How to Deploy InternVL3-8B with vLLM
Younes El Hjouji
Quick Deployment
# Setup
python3.12 -m venv venv && source venv/bin/activate
pip install --upgrade pip && pip install vllm
# Launch
vllm serve OpenGVLab/InternVL3-8B \
--trust-remote-code \
--dtype bfloat16 \
--max-model-len 32768 \
--max-num-batched-tokens 32768 \
--gpu-memory-utilization 0.9 \
--port 8000
# Test
curl http://localhost:8000/v1/models
Video Test:
VIDEO_BASE64=$(base64 -w 0 /path/to/video.mp4)
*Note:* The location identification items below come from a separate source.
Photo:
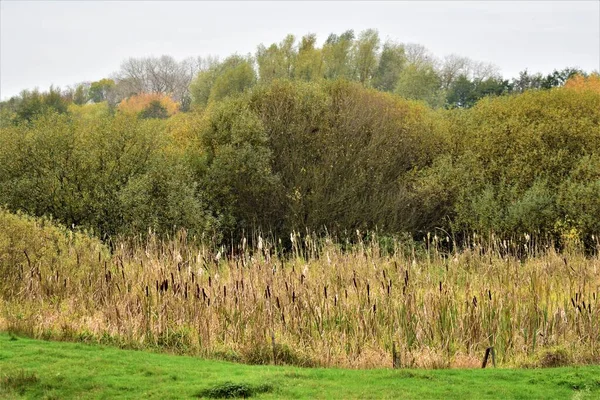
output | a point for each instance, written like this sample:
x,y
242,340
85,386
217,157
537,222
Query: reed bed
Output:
x,y
360,306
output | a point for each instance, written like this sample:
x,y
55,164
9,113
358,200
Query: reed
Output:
x,y
355,306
curl http://localhost:8000/v1/chat/completions \
-H "Content-Type: application/json" \
-d "{
\"model\": \"OpenGVLab/InternVL3-8B\",
\"messages\": [{
\"role\": \"user\",
\"content\": [
{\"type\": \"video_url\", \"video_url\": {\"url\": \"data:video/mp4;base64,\$VIDEO_BASE64\"}},
{\"type\": \"text\", \"text\": \"Describe this video.\"}
]
}],
\"max_tokens\": 1024
}"
Specifications
- Parameters: 8B
- Architecture: InternVL3 (InternViT-300M + Qwen2.5-7B)
- Context: 32,768 tokens
- License: Apache-2.0
- Backbones: InternViT-300M-448px-V2.5, Qwen2.5-7B
References
- Model Card: https://huggingface.co/OpenGVLab/InternVL3-8B
- Paper: https://arxiv.org/abs/2504.10479
- GitHub: https://github.com/OpenGVLab/InternVL